Anna rose and turned to look at Elsa. "Yes?" she asked, her heart beating again.
"Do you have any plans right now? I mean, if you're okay with it, you could come back to mine for a while. I, uh, I tested negative earlier this week, so it should be safe."
"Wait, I thought we…" Hans began.
Elsa turned to him, her eyes suddenly flinty. "You have your Lítačka public transport pass, don't you?"
"So you can take public transit home. See you Monday at the sales meeting. Thanks for introducing me to your friends." Elsa once again linked her arm in Anna's.
Hans began to splutter, until Kristoff gently pulled him away, saying quietly, "Just leave it, Hans. You're outmatched, dude." Jakub and Jessica waved at the group, called out their farewells, and then began to walk away.

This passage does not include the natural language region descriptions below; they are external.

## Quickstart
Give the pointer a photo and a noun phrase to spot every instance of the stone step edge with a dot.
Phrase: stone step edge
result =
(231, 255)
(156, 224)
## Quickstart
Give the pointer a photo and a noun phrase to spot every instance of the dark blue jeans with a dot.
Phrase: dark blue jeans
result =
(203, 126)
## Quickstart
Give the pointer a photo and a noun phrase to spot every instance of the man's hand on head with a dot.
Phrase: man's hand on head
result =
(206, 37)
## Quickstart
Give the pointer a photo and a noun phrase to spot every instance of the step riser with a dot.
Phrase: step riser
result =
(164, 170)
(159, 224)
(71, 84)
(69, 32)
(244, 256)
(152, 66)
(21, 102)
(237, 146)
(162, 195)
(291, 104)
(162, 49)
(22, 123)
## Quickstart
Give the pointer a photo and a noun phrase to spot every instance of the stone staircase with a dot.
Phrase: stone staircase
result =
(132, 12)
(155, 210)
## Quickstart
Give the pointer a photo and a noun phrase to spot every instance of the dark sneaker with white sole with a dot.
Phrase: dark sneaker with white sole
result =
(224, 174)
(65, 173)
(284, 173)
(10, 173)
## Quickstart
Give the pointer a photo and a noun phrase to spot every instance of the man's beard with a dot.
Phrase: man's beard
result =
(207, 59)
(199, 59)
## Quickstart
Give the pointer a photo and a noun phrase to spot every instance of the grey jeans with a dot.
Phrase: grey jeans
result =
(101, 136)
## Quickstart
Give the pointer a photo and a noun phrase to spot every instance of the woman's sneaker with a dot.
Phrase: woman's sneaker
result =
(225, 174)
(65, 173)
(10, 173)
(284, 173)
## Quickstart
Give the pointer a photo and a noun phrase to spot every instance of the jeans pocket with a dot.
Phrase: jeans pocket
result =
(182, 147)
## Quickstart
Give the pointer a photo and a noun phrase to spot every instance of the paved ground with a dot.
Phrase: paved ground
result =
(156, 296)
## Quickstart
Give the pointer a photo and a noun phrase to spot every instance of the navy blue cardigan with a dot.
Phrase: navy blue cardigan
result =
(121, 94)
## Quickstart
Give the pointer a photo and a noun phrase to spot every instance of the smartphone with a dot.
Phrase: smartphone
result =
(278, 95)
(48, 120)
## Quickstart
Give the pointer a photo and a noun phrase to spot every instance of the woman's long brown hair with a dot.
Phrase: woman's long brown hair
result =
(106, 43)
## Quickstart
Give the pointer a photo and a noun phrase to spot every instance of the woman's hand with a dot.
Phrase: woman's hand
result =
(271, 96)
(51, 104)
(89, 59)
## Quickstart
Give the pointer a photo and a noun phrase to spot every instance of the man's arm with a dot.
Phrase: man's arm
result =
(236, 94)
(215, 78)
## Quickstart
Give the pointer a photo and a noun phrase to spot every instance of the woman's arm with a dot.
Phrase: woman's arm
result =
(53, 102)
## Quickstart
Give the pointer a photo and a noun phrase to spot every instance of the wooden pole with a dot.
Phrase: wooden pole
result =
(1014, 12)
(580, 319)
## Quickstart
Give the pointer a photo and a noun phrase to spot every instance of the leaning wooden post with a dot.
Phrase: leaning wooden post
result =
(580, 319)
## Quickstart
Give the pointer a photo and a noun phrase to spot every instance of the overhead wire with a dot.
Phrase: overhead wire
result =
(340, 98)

Leaving Anna and Elsa on the sidewalk with pearly skies above while the city of Prague ticked and hummed about them with lazy Saturday pandemic traffic. A little shocked at how fast the group had dissolved, Anna looked over at Elsa, who seemed a little bit shy now that they were alone.
So Anna stepped forward, saying, "Your place, huh? Does this mean I get to see your art?"
"That and more," Elsa said, as she took off her face mask. "If you're interested." Her eyelashes were incredibly sooty, and she swung her body slightly on one hip as she gave this beautiful invitation. It made Elsa's coat pull ever so slightly against her breasts, and Anna felt a thrill of desire, clean and pure, rocket through her body.
Anna also took off her mask. The wind was chipper and fresh on her cheeks, matching the lightheartedness she felt. "Oh, I'm interested."